If a system has more than one network card, and so more than one MAC, any one of the values may be returned.

To generate a UUID for a given host, identified by its MAC address, use the uuid1() function. You can pass a node identifier, or leave the field blank to use the value returned by getnode().

import uuid

u = uuid.uuid1()

print u
print type(u)
print 'bytes :', repr(u.bytes)
print 'hex :', u.hex
print 'int :', u.int
print 'urn :', u.urn
print 'variant :', u.variant
print 'version :', u.version
print 'fields :', u.fields
print '\ttime_low : ', u.time_low
print '\ttime_mid : ', u.time_mid
print '\ttime_hi_version : ', u.time_hi_version
print '\tclock_seq_hi_variant: ', u.clock_seq_hi_variant
print '\tclock_seq_low : ', u.clock_seq_low
print '\tnode : ', u.node
print '\ttime : ', u.time
print '\tclock_seq : ', u.clock_seq


The components of the UUID object returned can be accessed through read-only instance attributes. Some attributes, such as hex, int, and urn, are different representations of the UUID value.


$ python uuid_uuid1.py
c8425fd2-5bec-11dd-b385-001ec200d9e0
<class 'uuid.UUID'>
bytes : '\xc8B_\xd2[\xec\x11\xdd\xb3\x85\x00\x1e\xc2\x00\xd9\xe0'
hex : c8425fd25bec11ddb385001ec200d9e0
int : 266190234244921474865513442896659929568
urn : urn:uuid:c8425fd2-5bec-11dd-b385-001ec200d9e0
variant : specified in RFC 4122
version : 1
fields : (3359793106L, 23532L, 4573L, 179L, 133L, 132103854560L)
time_low : 3359793106
time_mid : 23532
time_hi_version : 4573
clock_seq_hi_variant: 179
clock_seq_low : 133
node : 132103854560
time : 134364636421185490
clock_seq : 13189


Because of the time component, each time uuid1() is called a new value is returned.

import uuid

for i in xrange(3):
print uuid.uuid1()


Notice in this output that only the time component (at the beginning of the string) changes.

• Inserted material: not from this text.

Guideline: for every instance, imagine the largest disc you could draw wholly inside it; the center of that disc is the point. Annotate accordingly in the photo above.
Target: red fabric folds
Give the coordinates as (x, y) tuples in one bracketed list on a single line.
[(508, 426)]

$ python uuid_uuid1_repeat.py
f48683ca-5bec-11dd-9168-001ec200d9e0
f4868a8c-5bec-11dd-9168-001ec200d9e0
f4868c3a-5bec-11dd-9168-001ec200d9e0


Of course, since your computer has a different MAC address than mine, you will see entirely different values if you run the examples, because the node identifier at the end of the UUID will change, too.

import uuid

node1 = uuid.getnode()
print hex(node1), uuid.uuid1(node1)

node2 = 0x1e5274040e
print hex(node2), uuid.uuid1(node2)



$ python uuid_uuid1_othermac.py
0x1ec200d9e0L 79e13e17-5bed-11dd-83e5-001ec200d9e0
0x1e5274040eL 79e1c1b0-5bed-11dd-9e3c-001e5274040e


UUID 3 and 5 - Name-Based Values:

It is also useful in some contexts to create UUID values from names instead of random or time-based values. Versions 3 and 5 of the UUID specification use cryptographic hash values (MD5 or SHA-1) to combine namespace-specific seed values with "names" (DNS hostnames, URLs, object ids, etc.). There are several well-known namespaces, identified by pre-defined UUID values, for working with DNS, URLs, ISO OIDs, and X.500 Distinguished Names. You can also define your own application-specific namespaces by generating and saving UUID values.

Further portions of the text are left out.